Streaming & interactive HITL¶
Added in v0.11.0.
Direct token streaming¶
service.stream_chat_tokens(message, ...) is an async generator that yields the model's output
token-by-token straight from gateway.stream() — single-agent, no graph, no tools. Useful for a
type-as-you-read chat experience.
from riptide_watergraph.service import stream_chat_tokens
async for token in stream_chat_tokens("Explain RRF fusion in one line", offline=False):
print(token, end="", flush=True)
In the Studio, the Chat view's "Direct token stream" toggle renders it via
GET /api/chat/stream (SSE: {event:"token"} deltas then {event:"done"}). Offline the DemoGateway
yields the answer once; a live LiteLLM gateway yields real deltas.
Note
The direct stream bypasses the graph, so it has no tools or swarm. For multi-agent runs use the
graph chat (stream_task / the Playground live trace).

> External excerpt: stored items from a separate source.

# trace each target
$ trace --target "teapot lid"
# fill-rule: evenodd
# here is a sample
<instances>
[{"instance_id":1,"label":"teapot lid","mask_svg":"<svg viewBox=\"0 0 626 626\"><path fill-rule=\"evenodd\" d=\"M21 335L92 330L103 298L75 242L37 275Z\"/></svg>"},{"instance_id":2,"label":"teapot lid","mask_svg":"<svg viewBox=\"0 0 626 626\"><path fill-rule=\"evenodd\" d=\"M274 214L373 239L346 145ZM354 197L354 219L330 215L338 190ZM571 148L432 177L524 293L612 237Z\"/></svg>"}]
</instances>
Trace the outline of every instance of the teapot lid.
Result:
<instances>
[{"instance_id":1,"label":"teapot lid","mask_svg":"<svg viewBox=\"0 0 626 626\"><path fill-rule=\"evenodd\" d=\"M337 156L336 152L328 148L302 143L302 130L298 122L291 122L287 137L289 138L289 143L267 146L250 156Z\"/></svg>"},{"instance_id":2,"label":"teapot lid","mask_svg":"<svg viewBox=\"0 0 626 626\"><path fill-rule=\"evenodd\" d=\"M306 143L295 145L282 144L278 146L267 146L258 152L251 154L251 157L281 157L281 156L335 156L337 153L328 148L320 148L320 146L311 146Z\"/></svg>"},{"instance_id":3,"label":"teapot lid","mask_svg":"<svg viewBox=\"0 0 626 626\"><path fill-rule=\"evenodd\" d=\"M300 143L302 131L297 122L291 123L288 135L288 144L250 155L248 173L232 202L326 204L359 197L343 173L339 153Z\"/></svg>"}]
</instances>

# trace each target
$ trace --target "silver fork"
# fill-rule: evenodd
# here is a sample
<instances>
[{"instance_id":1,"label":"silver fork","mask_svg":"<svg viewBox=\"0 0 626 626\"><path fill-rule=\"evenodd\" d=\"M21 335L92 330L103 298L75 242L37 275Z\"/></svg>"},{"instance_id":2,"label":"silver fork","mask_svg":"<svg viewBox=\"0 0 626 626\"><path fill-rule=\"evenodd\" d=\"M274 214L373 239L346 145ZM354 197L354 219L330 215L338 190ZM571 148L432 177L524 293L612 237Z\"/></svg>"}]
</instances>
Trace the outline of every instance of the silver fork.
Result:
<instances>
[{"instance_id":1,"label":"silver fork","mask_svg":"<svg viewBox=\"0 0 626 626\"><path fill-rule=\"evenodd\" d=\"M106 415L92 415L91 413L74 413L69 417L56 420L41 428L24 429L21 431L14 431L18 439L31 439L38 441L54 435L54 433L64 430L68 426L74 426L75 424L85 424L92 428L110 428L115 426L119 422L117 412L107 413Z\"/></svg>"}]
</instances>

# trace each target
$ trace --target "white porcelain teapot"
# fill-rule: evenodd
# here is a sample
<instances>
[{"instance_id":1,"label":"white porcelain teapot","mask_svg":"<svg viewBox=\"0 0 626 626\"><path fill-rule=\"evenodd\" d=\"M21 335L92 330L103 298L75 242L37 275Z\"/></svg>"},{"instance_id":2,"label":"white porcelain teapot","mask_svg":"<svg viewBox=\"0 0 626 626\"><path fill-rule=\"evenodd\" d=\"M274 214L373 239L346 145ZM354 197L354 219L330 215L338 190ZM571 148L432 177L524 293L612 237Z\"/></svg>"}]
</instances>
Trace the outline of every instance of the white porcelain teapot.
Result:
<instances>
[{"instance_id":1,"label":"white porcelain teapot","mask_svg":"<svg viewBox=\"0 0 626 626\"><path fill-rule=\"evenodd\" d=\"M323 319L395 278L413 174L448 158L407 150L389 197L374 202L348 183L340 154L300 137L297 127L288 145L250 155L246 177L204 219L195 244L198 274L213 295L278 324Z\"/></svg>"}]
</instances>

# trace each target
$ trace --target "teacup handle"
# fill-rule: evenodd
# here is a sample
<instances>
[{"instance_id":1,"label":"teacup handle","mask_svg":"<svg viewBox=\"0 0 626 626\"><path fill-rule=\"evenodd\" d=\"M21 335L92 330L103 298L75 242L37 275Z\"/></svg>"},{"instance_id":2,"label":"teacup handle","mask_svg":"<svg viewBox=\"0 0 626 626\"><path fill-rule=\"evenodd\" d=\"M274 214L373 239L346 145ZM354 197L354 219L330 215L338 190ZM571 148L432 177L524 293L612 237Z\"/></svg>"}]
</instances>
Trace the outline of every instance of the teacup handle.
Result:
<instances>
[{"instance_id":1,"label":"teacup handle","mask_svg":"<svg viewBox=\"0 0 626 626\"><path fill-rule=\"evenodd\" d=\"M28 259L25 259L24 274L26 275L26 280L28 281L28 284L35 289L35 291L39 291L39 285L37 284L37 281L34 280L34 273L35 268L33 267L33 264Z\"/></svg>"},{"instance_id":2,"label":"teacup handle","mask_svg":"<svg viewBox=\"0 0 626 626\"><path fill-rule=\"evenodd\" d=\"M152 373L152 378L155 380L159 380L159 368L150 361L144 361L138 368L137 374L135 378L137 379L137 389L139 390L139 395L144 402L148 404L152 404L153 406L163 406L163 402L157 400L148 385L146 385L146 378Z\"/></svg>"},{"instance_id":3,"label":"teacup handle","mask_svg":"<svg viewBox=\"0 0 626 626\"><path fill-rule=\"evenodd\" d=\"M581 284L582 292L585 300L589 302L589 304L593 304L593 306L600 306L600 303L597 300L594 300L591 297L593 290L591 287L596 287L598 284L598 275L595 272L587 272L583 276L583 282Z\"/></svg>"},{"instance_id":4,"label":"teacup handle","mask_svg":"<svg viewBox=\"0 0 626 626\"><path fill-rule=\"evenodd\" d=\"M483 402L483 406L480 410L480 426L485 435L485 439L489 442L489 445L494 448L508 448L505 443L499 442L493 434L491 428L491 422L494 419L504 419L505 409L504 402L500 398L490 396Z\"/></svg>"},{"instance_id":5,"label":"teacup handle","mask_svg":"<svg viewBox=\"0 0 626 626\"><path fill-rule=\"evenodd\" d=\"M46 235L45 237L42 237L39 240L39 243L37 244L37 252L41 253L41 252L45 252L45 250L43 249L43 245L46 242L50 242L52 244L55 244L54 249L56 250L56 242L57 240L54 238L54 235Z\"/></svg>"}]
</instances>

Interactive human-in-the-loop approval¶
service.run_interactive(task, ...) runs with auto_approve=False. When the graph reaches a
side-effecting tool it pauses and returns a PendingApproval carrying the thread_id and the action
(tool + arguments + subtask). The run state is persisted durably in the SqliteSaver thread, so a later
resume_interactive(...) continues it — across separate HTTP requests.
from riptide_watergraph.service import run_interactive, resume_interactive, PendingApproval
res = run_interactive("save a note about water", offline=True)
if isinstance(res, PendingApproval): # paused at a write tool
print("approve?", res.action)
res = resume_interactive(res.thread_id, approved=True, task="save a note about water")
print(res.final_answer)
In the Studio, the Chat view's "Ask before running tools" toggle renders an approval card (Approve / Deny) backed by:
| Endpoint | Purpose |
|---|---|
POST /api/run/interactive |
start a run; returns pending_approval or a completed RunResult |
POST /api/run/{thread_id}/resume |
approve/deny (or answer a clarification) and continue |
The same mechanism powers clarifying-question HITL — a worker can emit ask_human(question) and the run
pauses for a free-text answer.